LAUSR

Composting offers a potential sustainable end-of-life pathway for nonwoven products that may aerobically disintegrate and eventually biodegrade. Enhancing the biodegradation of nonwovens typically involves incorporating biobased biodegradable fibres. This study explores how nonwoven web formation and consolidation impact aerobic disintegration in composting. Laboratory-scale air-laid, foam-laid and carded sheets (40, 60, and 100 g/m2) with 80 wt% viscose and 20 wt% polylactic acid (PLA) fibres were prepared and thermally bonded. The sheets were characterised by physical and tensile properties, air permeability, water absorption, surface morphology, pore structure and aerobic disintegration in synthetic biowaste media. The nonwoven web formation process affected sheet density and air permeability, while tensile strength and elongation showed dependency on fibre length and orientation.

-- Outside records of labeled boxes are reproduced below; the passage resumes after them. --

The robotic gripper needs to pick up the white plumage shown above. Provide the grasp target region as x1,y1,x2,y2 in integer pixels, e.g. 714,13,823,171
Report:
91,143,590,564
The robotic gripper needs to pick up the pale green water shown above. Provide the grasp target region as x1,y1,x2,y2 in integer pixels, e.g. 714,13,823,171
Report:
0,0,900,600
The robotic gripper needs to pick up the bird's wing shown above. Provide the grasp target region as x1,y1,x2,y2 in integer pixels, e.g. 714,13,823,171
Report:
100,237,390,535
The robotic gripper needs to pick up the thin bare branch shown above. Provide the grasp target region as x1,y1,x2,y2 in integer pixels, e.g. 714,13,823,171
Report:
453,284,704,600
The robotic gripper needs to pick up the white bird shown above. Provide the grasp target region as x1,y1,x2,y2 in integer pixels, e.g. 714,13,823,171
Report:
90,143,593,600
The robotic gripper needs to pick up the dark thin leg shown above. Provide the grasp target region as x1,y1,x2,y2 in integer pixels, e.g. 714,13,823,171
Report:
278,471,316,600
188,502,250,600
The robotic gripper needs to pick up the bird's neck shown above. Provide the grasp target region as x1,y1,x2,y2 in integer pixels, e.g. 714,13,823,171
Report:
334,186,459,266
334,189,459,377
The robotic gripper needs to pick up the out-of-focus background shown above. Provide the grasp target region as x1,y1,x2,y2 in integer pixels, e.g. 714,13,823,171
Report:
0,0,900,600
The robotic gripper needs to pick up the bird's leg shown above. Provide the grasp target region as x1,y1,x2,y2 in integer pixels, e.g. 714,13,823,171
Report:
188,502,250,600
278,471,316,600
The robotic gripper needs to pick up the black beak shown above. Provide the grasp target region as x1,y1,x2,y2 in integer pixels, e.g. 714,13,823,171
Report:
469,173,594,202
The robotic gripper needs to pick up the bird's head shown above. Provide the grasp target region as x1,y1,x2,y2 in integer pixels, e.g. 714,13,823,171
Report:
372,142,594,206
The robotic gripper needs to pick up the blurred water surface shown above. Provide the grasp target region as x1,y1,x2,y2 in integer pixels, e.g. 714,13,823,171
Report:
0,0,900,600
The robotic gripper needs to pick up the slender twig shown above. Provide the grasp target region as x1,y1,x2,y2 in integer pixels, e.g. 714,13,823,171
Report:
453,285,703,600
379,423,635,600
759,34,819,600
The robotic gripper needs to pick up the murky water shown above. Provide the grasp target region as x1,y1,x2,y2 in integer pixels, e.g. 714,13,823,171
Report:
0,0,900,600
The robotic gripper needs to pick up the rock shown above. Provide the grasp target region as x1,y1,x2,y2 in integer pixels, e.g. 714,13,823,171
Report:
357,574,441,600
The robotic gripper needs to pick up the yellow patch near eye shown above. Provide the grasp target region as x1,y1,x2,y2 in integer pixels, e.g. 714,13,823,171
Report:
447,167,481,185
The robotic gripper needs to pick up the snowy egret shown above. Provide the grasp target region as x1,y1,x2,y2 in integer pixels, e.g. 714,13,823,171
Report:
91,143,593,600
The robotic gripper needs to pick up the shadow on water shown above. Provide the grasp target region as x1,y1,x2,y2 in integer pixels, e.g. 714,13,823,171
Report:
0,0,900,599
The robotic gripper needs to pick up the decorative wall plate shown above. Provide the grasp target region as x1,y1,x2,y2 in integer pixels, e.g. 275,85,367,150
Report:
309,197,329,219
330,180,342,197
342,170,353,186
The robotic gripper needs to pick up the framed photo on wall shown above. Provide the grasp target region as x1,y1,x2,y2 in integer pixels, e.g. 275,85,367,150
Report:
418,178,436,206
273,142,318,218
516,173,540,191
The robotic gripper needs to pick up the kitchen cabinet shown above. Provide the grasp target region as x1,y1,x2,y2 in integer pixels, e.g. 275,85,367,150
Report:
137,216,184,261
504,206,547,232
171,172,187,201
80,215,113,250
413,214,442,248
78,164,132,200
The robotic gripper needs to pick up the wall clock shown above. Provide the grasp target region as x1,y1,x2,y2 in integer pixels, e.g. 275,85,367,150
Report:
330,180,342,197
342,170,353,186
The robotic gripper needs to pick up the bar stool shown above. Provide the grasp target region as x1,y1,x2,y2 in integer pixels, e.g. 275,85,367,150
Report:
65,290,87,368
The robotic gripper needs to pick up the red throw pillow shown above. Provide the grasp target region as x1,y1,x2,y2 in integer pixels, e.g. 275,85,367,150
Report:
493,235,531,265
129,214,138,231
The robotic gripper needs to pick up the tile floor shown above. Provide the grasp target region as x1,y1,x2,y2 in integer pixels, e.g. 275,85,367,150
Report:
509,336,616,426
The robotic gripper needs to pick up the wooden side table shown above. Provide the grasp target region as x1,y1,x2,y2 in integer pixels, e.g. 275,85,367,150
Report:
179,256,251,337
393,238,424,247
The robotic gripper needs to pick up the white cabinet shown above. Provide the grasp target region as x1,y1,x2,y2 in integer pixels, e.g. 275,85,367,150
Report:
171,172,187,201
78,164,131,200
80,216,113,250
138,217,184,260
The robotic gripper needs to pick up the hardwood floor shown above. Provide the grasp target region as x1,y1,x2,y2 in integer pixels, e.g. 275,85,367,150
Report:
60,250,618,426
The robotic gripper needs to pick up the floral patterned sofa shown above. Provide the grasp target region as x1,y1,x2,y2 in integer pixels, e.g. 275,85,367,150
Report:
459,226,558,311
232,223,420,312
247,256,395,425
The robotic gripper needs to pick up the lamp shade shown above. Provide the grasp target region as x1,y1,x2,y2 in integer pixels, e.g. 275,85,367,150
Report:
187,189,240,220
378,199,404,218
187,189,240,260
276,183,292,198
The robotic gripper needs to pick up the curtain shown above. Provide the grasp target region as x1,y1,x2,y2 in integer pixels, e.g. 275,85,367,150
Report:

Over 62 days, carded nonwovens showed the highest degree of aerobic disintegration (81%–88%) followed by foam-laid (64%) and air-laid (47%) nonwovens. Scanning electron microscopy (SEM) and X-ray tomography revealed less effective bonding within the carded sheets with 38 mm mono-component PLA fibres compared to the air-laid and foam-laid sheets containing 6 mm bi-component PLA fibres. Denser thermally bonded fibre clusters in air-laid and foam-laid sheets reduced degree of aerobic disintegration. These findings highlight the significance of fibre length, bonding and sheet homogeneity in aerobic disintegration, emphasising the importance of nonwoven web formation and consolidation processes.